'Corporate carelessness' driving fear of ID fraud
Many people now see corporate carelessness as a bigger threat to their personal information loss than hackers and cyber-criminals, a survey by insurer RSA claims.
According to its research, 90 per cent of people polled think important personal information held by companies such as banks, retailers, and online auction sites, is ‘not completely secure’; and 46 per cent of the sample believe their banks and retailers ‘do not do enough to protect their personal details’.
The survey also revealed that respondents believe that actions by company employees pose the greatest threat to their personal information. The chief concern was carelessness by company employees when disposing of confidential information, followed by a fear of fraud being committed by members of staff. Third, in order of concern, was weak management leading to insufficient checks on the actions of staff.
The findings also revealed that people are becoming increasingly worried about the security of their personal information and the threat of identity fraud; 56 per cent say they are more concerned about this than they were six months ago.

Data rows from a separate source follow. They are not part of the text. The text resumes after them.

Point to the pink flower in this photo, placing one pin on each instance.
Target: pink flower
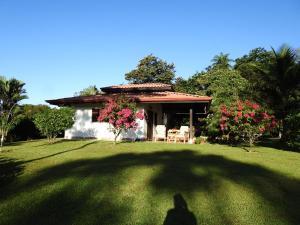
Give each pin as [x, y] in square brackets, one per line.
[239, 114]
[252, 114]
[262, 129]
[236, 119]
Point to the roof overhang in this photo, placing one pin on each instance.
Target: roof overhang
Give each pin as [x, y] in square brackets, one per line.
[158, 97]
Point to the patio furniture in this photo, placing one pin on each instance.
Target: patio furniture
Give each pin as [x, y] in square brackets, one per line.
[172, 134]
[160, 132]
[183, 134]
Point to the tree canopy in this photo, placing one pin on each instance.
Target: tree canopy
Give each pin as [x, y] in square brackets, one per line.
[152, 69]
[11, 93]
[52, 122]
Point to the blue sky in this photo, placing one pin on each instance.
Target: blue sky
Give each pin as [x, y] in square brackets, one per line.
[60, 47]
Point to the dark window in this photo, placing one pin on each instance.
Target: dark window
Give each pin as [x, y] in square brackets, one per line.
[95, 114]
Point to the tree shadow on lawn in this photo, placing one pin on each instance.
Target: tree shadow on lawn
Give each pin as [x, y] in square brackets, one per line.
[61, 152]
[9, 170]
[87, 191]
[277, 144]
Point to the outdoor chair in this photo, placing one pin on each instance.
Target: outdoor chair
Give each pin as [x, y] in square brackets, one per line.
[172, 134]
[160, 132]
[183, 134]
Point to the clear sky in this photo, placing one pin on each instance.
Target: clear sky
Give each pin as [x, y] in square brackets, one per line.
[59, 47]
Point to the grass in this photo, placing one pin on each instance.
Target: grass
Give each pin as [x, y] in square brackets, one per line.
[94, 182]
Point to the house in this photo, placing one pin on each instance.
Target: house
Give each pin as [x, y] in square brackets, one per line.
[161, 105]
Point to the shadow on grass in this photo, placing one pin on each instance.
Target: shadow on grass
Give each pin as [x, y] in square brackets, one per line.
[277, 144]
[61, 152]
[180, 214]
[9, 170]
[88, 191]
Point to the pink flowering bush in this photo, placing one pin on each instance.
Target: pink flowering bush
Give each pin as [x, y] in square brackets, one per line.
[245, 120]
[120, 113]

“ Even seemingly ‘small’ breaches in customer confidentiality can lead to widespread concern – and can have a massive impact on the company’s reputation, and on the reputation of their industry as a whole,” says RSA director of retail Desmond Cross. “Particularly concerning is employees exposing customer sensitive data in public.”
With an increase in flexible, remote and mobile working and extended working hours, the line traditionally drawn between the office, home and public spaces is becoming increasingly blurred, Cross adds: “Technological advances in the last decade mean that the sheer amount of information people can carry around has increased exponentially.”